I want to save to disk an sklearn Pipeline including a custom Preprocessing and a RandomForestClassifier with all the dependencies inside the saved file.. Without this feature, I have to copy all the dependencies (custom modules) in the same folder everywhere I want to call this model (in my case on a remote server).
The preprocessor is defined in a class which lies in an other file (preprocessing.py) in the same folder of my project.

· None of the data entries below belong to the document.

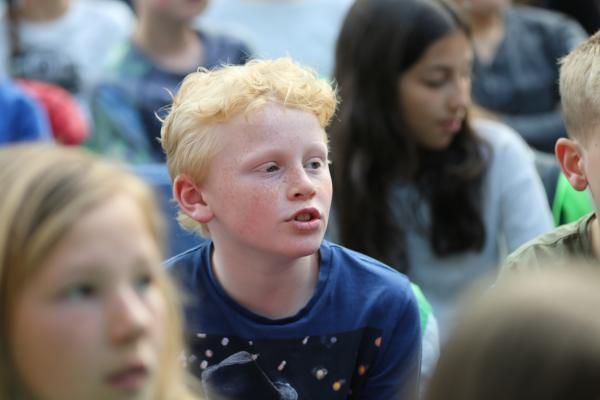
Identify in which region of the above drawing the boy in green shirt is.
[501,32,600,275]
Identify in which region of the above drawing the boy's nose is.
[288,168,317,200]
[108,289,151,344]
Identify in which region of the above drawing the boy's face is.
[200,104,332,257]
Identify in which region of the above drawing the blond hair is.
[425,261,600,400]
[161,58,337,236]
[0,144,198,400]
[560,31,600,141]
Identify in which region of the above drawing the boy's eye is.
[64,283,98,300]
[258,163,279,173]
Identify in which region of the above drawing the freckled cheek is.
[237,185,283,234]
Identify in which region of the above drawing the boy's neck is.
[17,0,71,22]
[589,212,600,259]
[211,248,319,319]
[133,16,203,73]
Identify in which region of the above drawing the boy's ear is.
[554,138,588,191]
[173,175,213,223]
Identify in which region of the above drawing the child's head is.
[426,268,600,400]
[0,145,195,400]
[161,58,337,241]
[335,0,473,155]
[555,32,600,209]
[331,0,485,270]
[560,31,600,142]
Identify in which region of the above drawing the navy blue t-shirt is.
[167,241,421,400]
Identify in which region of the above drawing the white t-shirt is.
[391,120,554,338]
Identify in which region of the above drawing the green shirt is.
[500,213,599,278]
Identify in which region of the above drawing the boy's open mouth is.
[294,213,313,222]
[291,208,321,222]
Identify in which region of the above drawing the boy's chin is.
[286,238,323,258]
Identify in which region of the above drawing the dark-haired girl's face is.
[398,31,473,150]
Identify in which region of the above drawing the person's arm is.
[493,125,553,252]
[360,285,421,400]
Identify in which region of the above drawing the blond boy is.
[502,32,600,274]
[162,59,420,399]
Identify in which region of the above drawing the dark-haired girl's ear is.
[554,138,588,191]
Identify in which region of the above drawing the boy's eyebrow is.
[242,142,329,163]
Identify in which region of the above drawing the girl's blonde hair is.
[161,58,337,236]
[0,144,199,400]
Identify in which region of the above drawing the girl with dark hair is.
[332,0,552,334]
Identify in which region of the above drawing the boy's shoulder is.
[320,240,412,303]
[500,213,594,277]
[165,240,413,304]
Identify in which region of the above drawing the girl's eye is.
[135,273,154,292]
[425,79,446,89]
[64,283,98,300]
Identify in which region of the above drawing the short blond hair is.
[560,31,600,141]
[161,58,337,236]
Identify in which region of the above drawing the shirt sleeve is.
[14,89,52,141]
[361,286,421,400]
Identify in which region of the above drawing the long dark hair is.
[331,0,485,272]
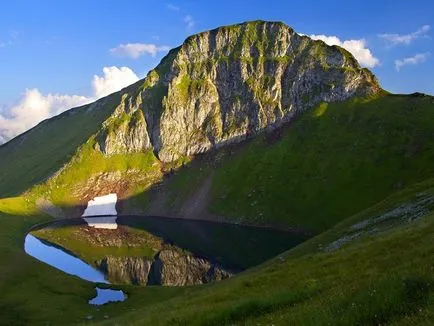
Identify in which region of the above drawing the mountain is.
[0,21,381,216]
[0,21,434,325]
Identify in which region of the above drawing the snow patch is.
[82,194,118,230]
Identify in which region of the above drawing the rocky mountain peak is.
[98,21,380,162]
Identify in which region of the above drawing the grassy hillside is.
[143,95,434,232]
[0,93,119,198]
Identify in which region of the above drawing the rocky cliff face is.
[96,249,232,286]
[98,21,380,162]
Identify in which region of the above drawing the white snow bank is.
[82,194,118,229]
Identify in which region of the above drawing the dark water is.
[24,234,126,305]
[89,287,127,305]
[25,216,309,286]
[24,234,109,283]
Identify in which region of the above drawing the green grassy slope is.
[150,95,434,232]
[0,93,119,198]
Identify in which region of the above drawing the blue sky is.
[0,0,434,142]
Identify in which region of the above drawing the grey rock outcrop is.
[149,249,232,286]
[97,257,152,285]
[98,21,380,162]
[96,249,232,286]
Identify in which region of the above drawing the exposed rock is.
[93,21,380,162]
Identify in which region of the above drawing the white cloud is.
[166,3,181,11]
[378,25,431,45]
[184,15,196,30]
[309,35,380,68]
[92,66,139,98]
[0,67,139,144]
[110,43,170,59]
[395,52,430,71]
[0,88,91,143]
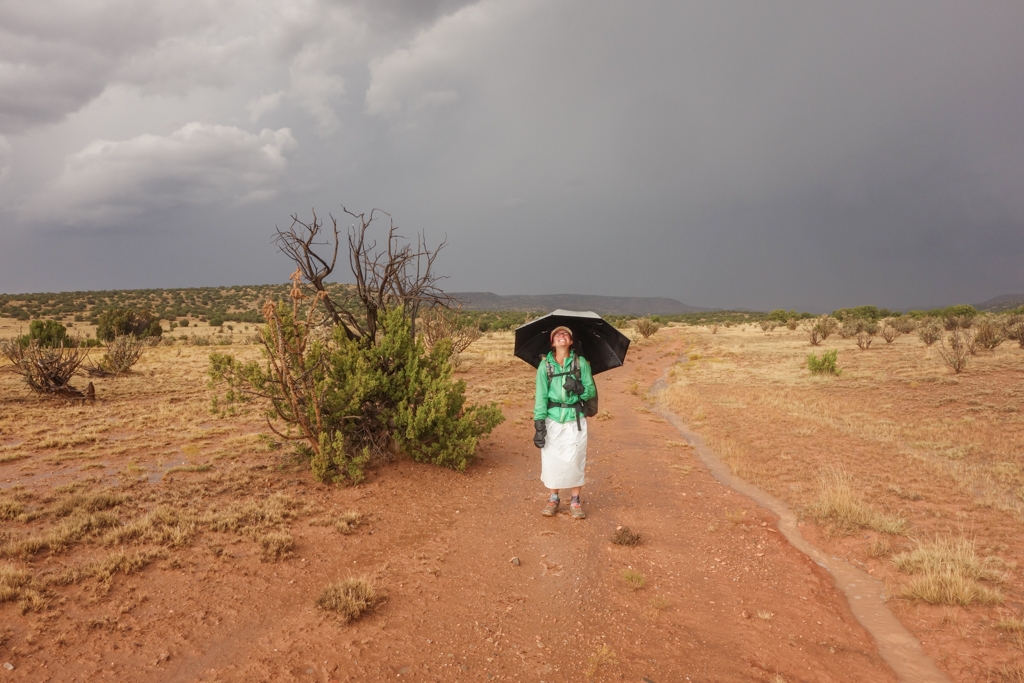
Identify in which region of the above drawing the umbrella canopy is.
[515,309,630,375]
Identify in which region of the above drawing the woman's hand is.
[534,420,548,449]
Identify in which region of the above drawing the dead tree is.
[274,207,454,345]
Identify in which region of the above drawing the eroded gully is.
[651,355,952,683]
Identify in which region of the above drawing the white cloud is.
[0,0,222,132]
[25,123,296,224]
[249,90,285,123]
[0,0,372,134]
[367,0,541,119]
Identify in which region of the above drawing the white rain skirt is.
[541,418,587,488]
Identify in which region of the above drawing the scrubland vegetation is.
[0,270,1024,680]
[664,317,1024,680]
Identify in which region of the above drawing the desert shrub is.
[804,315,839,346]
[833,306,899,321]
[100,335,144,375]
[22,321,72,348]
[974,316,1007,351]
[420,306,483,354]
[636,317,662,339]
[1005,314,1024,348]
[611,526,643,546]
[879,321,902,344]
[839,317,864,339]
[939,330,975,375]
[0,339,88,398]
[918,317,942,346]
[210,298,504,482]
[807,349,843,375]
[96,308,164,342]
[316,579,384,622]
[892,315,918,335]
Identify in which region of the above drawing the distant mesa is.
[449,292,716,315]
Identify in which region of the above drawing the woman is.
[534,327,597,519]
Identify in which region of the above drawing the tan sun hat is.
[548,325,572,341]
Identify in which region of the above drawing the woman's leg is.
[569,486,587,519]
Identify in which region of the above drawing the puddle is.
[651,368,952,683]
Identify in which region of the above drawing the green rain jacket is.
[534,351,597,424]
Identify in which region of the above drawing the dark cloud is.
[0,0,1024,309]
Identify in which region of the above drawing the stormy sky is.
[0,0,1024,310]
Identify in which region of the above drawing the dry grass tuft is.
[256,531,295,562]
[587,643,618,678]
[611,526,643,546]
[102,505,196,548]
[867,538,893,557]
[316,578,384,622]
[893,538,1009,607]
[809,467,906,535]
[0,501,25,519]
[49,490,128,517]
[0,565,47,614]
[623,569,647,591]
[0,512,118,559]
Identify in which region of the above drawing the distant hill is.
[450,292,716,315]
[974,294,1024,312]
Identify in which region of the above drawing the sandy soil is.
[664,326,1024,681]
[0,331,913,683]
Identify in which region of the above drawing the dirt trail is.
[6,335,896,683]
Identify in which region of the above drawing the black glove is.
[562,376,584,396]
[534,420,548,449]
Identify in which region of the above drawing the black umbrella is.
[515,309,630,375]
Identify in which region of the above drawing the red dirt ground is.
[0,336,896,683]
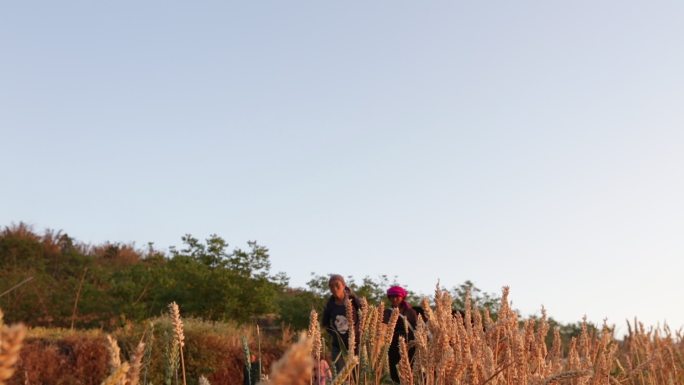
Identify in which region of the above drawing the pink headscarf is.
[387,286,408,298]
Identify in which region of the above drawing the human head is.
[328,274,347,301]
[387,286,408,307]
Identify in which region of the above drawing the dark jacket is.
[383,302,418,382]
[322,289,361,349]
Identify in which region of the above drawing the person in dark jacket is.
[322,274,361,372]
[383,286,418,383]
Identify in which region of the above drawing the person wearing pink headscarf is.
[383,286,418,383]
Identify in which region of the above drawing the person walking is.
[322,274,361,373]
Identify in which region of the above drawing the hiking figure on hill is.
[322,274,361,373]
[383,286,418,383]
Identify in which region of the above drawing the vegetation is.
[0,224,684,385]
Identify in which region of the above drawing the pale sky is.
[0,0,684,328]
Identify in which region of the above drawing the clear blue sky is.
[0,0,684,327]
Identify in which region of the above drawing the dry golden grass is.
[259,334,313,385]
[0,288,684,385]
[0,322,26,385]
[300,288,684,385]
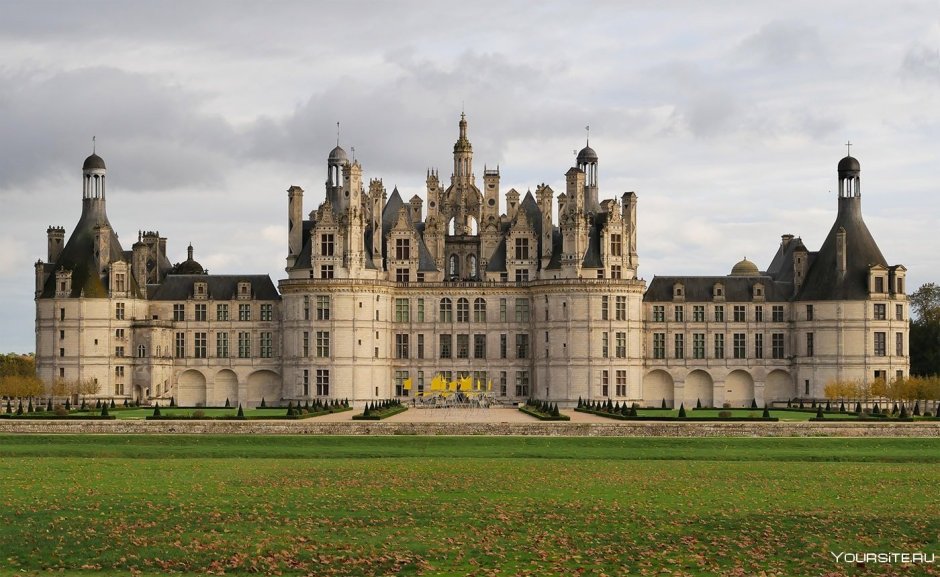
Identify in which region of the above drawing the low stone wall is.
[0,419,940,437]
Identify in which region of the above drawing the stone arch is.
[725,370,754,407]
[643,370,676,407]
[245,370,282,407]
[764,369,796,403]
[176,369,206,407]
[683,370,715,408]
[213,369,238,407]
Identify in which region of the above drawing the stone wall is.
[0,419,940,437]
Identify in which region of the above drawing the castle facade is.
[35,115,909,406]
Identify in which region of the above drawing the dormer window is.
[672,282,685,300]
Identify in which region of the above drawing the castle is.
[35,115,909,406]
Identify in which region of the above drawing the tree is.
[908,282,940,376]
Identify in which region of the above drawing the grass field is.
[0,436,940,576]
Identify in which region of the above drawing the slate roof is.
[40,197,140,298]
[797,197,888,300]
[643,274,793,302]
[150,274,281,301]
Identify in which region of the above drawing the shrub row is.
[353,399,408,421]
[519,399,571,421]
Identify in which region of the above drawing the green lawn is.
[0,435,940,576]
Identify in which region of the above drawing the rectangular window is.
[176,333,186,359]
[395,333,408,359]
[395,298,411,323]
[615,296,627,321]
[193,333,209,359]
[316,295,330,321]
[440,335,452,359]
[215,333,228,359]
[316,331,330,359]
[614,333,627,359]
[317,369,330,397]
[731,333,747,359]
[260,331,274,359]
[320,234,334,256]
[457,298,470,323]
[395,238,411,260]
[770,333,784,359]
[238,332,251,359]
[653,333,666,359]
[875,332,887,357]
[395,371,409,397]
[610,234,623,256]
[473,335,486,359]
[516,371,529,398]
[692,333,705,359]
[516,333,529,359]
[615,370,627,397]
[457,334,470,359]
[473,298,486,323]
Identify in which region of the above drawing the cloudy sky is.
[0,0,940,352]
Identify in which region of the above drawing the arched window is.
[473,298,486,323]
[457,298,470,323]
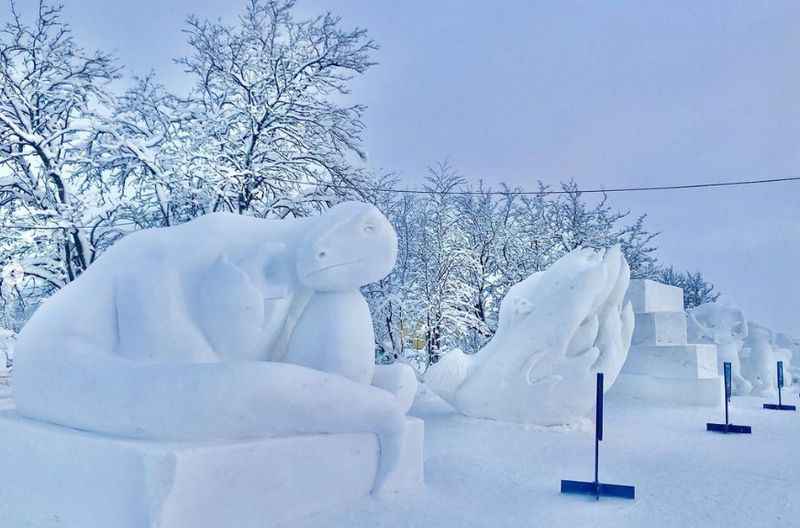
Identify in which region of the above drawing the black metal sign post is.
[561,372,636,500]
[706,361,753,434]
[764,361,797,411]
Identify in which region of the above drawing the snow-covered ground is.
[0,387,800,528]
[292,391,800,528]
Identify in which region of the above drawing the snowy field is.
[292,391,800,528]
[0,387,800,528]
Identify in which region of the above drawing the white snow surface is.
[13,202,416,490]
[687,301,753,395]
[287,390,800,528]
[425,247,634,425]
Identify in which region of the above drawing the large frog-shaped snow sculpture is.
[687,300,753,395]
[13,202,416,486]
[425,247,634,425]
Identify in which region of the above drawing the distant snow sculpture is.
[13,202,416,496]
[687,300,753,395]
[426,247,634,425]
[742,321,779,396]
[775,332,800,386]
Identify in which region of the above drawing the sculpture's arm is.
[13,342,405,485]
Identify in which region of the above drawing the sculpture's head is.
[297,202,397,291]
[687,301,748,345]
[747,321,774,347]
[445,247,633,425]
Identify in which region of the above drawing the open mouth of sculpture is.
[306,259,364,278]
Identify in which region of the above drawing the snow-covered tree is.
[0,1,118,289]
[178,0,376,216]
[655,266,720,310]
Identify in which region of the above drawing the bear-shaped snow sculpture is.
[687,301,753,395]
[13,202,416,486]
[742,321,778,396]
[425,247,634,425]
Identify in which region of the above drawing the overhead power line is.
[0,177,800,230]
[272,177,800,196]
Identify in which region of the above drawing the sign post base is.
[561,480,636,500]
[706,423,753,434]
[764,403,797,411]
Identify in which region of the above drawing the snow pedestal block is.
[627,279,683,313]
[611,280,725,407]
[0,410,424,528]
[631,312,687,346]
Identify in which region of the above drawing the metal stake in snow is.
[706,361,753,434]
[561,372,636,500]
[764,361,797,411]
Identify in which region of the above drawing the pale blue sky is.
[12,0,800,334]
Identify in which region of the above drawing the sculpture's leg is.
[14,342,405,488]
[372,363,418,412]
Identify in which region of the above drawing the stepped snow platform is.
[611,279,724,407]
[0,409,424,528]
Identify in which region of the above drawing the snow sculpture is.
[426,247,634,425]
[13,202,416,489]
[687,301,753,395]
[775,332,800,387]
[741,322,779,396]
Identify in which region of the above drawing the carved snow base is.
[0,410,424,528]
[610,280,724,407]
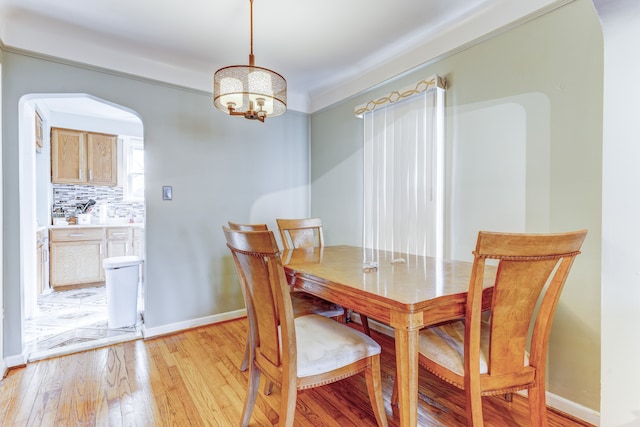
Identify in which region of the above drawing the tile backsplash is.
[52,184,145,223]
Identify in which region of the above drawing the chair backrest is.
[465,230,587,382]
[276,218,324,249]
[228,221,269,231]
[223,227,297,375]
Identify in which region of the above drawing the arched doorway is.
[19,94,144,360]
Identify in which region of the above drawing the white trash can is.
[102,256,143,329]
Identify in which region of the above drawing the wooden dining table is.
[282,246,495,427]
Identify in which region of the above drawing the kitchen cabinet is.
[106,227,133,258]
[36,111,44,153]
[36,229,49,295]
[132,228,144,258]
[51,128,118,186]
[49,227,104,289]
[49,225,144,289]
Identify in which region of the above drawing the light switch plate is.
[162,185,173,200]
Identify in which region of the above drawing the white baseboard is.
[142,308,247,339]
[4,354,27,368]
[351,313,600,426]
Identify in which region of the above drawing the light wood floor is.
[0,319,588,427]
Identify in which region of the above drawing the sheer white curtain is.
[362,78,444,261]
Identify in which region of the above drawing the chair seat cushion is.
[419,321,529,376]
[419,321,489,376]
[295,314,380,377]
[291,291,344,317]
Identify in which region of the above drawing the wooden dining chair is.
[391,230,587,427]
[228,221,345,372]
[223,227,387,426]
[276,218,371,336]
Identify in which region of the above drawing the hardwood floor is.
[0,319,589,427]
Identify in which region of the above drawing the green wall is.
[2,49,309,357]
[311,0,603,411]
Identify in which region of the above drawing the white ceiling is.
[0,0,571,112]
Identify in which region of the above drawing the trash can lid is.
[102,255,142,269]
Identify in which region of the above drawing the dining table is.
[282,245,495,427]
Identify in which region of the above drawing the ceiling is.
[0,0,571,113]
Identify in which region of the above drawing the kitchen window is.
[123,137,144,201]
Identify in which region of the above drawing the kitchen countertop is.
[48,222,144,230]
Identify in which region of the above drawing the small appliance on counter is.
[51,206,67,225]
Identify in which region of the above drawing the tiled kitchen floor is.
[25,286,142,361]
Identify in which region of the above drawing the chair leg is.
[240,335,250,372]
[240,364,260,427]
[528,381,549,427]
[465,387,482,427]
[391,379,398,406]
[262,379,273,396]
[278,382,298,427]
[360,314,371,336]
[365,354,388,427]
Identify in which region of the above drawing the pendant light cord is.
[249,0,254,67]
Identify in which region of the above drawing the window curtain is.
[356,76,445,261]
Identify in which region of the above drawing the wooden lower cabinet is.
[132,228,144,258]
[106,227,133,258]
[36,229,49,295]
[49,226,144,289]
[49,227,104,289]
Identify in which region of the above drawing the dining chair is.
[228,221,345,372]
[223,227,387,426]
[276,218,371,336]
[391,230,587,427]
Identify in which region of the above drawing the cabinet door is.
[133,228,144,258]
[36,239,45,295]
[51,128,87,184]
[50,240,104,288]
[87,133,118,185]
[107,228,131,258]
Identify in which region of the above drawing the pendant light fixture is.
[213,0,287,122]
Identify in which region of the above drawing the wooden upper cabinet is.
[51,129,87,184]
[51,128,118,186]
[87,133,118,185]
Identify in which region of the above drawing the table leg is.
[395,329,419,427]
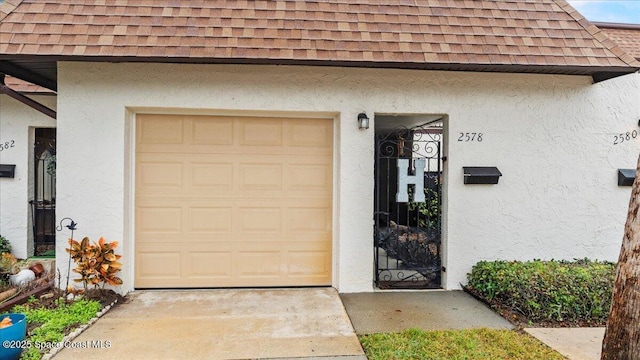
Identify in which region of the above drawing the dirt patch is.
[84,289,126,308]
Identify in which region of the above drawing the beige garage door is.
[135,115,333,288]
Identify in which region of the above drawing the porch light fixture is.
[358,113,369,130]
[0,164,16,178]
[618,169,636,186]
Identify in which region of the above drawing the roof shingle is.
[0,0,639,79]
[595,23,640,61]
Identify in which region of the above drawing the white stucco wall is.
[57,63,640,292]
[0,94,56,258]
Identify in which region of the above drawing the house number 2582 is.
[0,140,16,151]
[458,133,483,142]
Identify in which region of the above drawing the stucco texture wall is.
[57,63,640,292]
[0,95,56,259]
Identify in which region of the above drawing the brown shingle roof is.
[0,0,640,82]
[595,23,640,60]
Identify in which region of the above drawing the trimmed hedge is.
[467,259,615,323]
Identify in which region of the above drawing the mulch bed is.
[462,286,606,330]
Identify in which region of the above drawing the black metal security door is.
[29,128,56,256]
[374,123,443,289]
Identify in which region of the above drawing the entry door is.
[135,114,333,288]
[374,123,442,289]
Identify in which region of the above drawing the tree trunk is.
[600,158,640,360]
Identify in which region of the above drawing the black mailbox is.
[618,169,636,186]
[0,164,16,177]
[462,166,502,184]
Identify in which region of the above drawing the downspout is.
[0,73,57,119]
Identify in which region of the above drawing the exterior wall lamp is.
[358,113,369,130]
[0,164,16,178]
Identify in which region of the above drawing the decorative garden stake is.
[56,218,78,299]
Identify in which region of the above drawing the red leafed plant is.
[66,237,122,290]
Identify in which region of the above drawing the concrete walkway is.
[340,291,513,335]
[55,288,366,360]
[48,288,604,360]
[524,328,605,360]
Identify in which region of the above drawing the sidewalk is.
[524,328,605,360]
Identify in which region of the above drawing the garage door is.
[135,115,333,288]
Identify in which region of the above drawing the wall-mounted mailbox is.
[618,169,636,186]
[0,164,16,177]
[462,166,502,184]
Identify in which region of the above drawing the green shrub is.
[467,259,615,323]
[0,235,11,254]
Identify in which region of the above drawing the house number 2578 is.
[0,140,16,151]
[458,133,483,142]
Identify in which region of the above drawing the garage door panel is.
[190,161,234,188]
[190,116,234,145]
[185,250,233,279]
[287,207,332,233]
[136,115,184,146]
[189,207,233,233]
[136,160,184,190]
[135,115,333,287]
[135,249,182,280]
[287,119,333,150]
[285,163,332,194]
[237,163,283,191]
[237,207,283,233]
[236,118,283,147]
[136,206,183,235]
[236,250,286,281]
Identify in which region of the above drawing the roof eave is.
[0,55,640,90]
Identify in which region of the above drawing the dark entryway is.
[374,116,443,289]
[29,128,56,256]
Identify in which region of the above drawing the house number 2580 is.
[458,133,483,142]
[613,130,638,145]
[0,140,16,151]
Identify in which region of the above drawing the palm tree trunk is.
[600,158,640,360]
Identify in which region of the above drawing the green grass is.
[360,329,564,360]
[7,298,102,360]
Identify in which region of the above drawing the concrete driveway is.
[54,288,366,360]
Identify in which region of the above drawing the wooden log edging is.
[41,299,118,360]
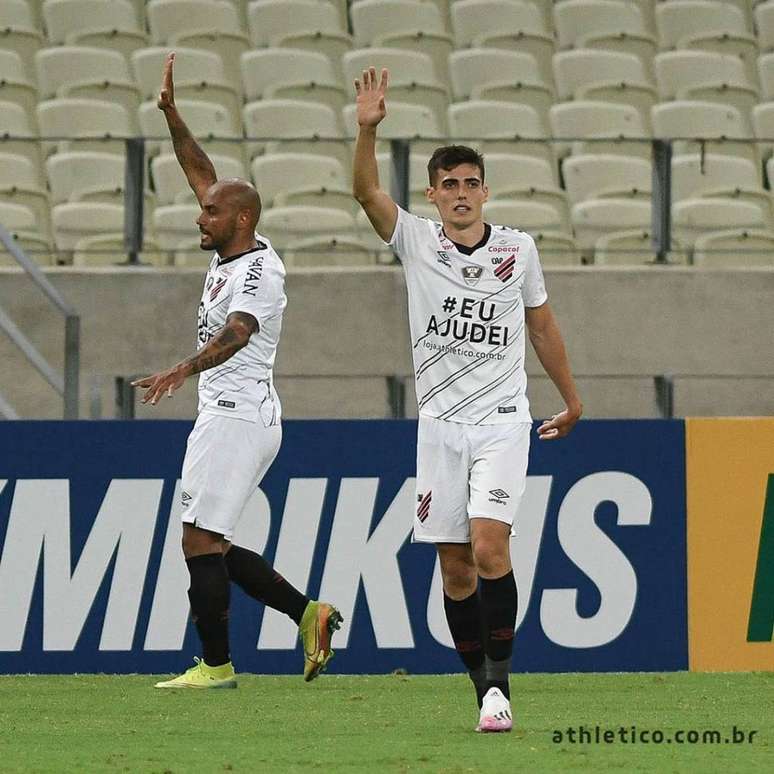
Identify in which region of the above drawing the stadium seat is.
[374,30,454,88]
[575,81,658,134]
[672,197,771,248]
[693,229,774,269]
[530,231,583,266]
[46,151,126,204]
[152,204,202,252]
[752,102,774,161]
[38,99,134,154]
[73,231,169,266]
[758,53,774,100]
[242,48,343,101]
[484,199,567,234]
[656,0,748,49]
[251,153,354,206]
[342,48,446,93]
[0,153,51,238]
[562,153,653,204]
[131,46,242,124]
[554,49,652,100]
[151,153,247,205]
[170,31,250,91]
[0,0,36,30]
[449,100,555,169]
[0,101,43,171]
[51,202,124,251]
[754,0,774,53]
[0,0,44,84]
[43,0,142,45]
[554,0,655,49]
[260,205,356,249]
[139,97,244,163]
[550,100,651,159]
[449,48,551,100]
[451,0,556,87]
[653,100,759,164]
[349,0,446,47]
[145,0,246,45]
[35,46,140,127]
[655,50,758,116]
[270,30,354,81]
[0,49,38,116]
[450,0,551,48]
[672,153,761,202]
[344,102,442,154]
[247,0,346,48]
[244,99,352,169]
[570,197,651,256]
[282,234,377,268]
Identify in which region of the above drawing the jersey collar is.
[218,245,258,266]
[441,223,492,255]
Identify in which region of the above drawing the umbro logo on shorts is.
[417,490,433,523]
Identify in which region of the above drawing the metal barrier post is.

So I get access to it through an import.
training.py
from preprocessing import Preprocessor
from sklearn.pipeline import Pipeline
from sklearn.ensemble import RandomForestClassifier
import pickle
clf = Pipeline([
("preprocessing", Preprocessor()),
("model", RandomForestClassifier())
])
# some fitting of the classifier
# ...
# Export
with open(savepath, "wb") as handle:
pickle.dump(clf, handle, protocol=pickle.HIGHEST_PROTOCOL)
I tried pickle (and some of its variations), dill and joblib, but that did not work. When I import the .pkl somewhere else (say on my remote server). I must have an identical preprocessing.py in the architecture... which is a pain.
What I would love is to have another file somewhere else :
remote.py
import pickle
with open(savepath, "rb") as handle:
model = pickle.load(handle)
print(model.predict(some_matrix))
But this code currently gives me an error as it does not find the Preprocessor class...